Un amore pacatamente onesto e moderno, certo: esattamente la specialità di un farfallone come Constantin, e per giunta in quello stato … Alla fine scopriamo che la chiave la tiene nel suo ufficio, al giornale. Passiamo tutti e tre da lì e poi ci rechiamo davanti a casa di Ursula. Pongo delle condizioni: «Constantin scende dall’auto e va lì. Noi aspettiamo cinque minuti. Se qualcosa va male, Constantin risale con noi in macchina e ce ne andiamo».
Schmelzer vuole obiettare qualcosa, ma nel frattempo Constantin è già sceso ed ha attraversato la strada. Passa un minuto, ne passa un secondo. Dalla strada si vede bene l’appartamento di Ursula illuminato, ma magari – penso – lei si è addormentata con le luci accese. Constantin ad esempio lo fa spessissimo. Ma di colpo esplode nella via l’urlo atroce dell’ultima balena del pianeta che ha appena scoperto che un eschimese ha ucciso il suo unico figlio.

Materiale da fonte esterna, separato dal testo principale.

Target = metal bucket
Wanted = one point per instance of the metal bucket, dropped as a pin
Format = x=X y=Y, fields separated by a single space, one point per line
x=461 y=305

La vibrazione fa tremare il nostro respiro e il nostro cuore. Prima che riusca a ragionare, Janis Schmelzer è balzato giù dall’auto e corre in direzione della casa, sicché non mi rimane che inciampargli dietro. Constantin sta di fronte alla porta e grida come un ossesso, picchiando sulla porta a pugno chiuso: «Brutta zozza! Maledetta! Aprimi subito, che sennò ti ammazzo!».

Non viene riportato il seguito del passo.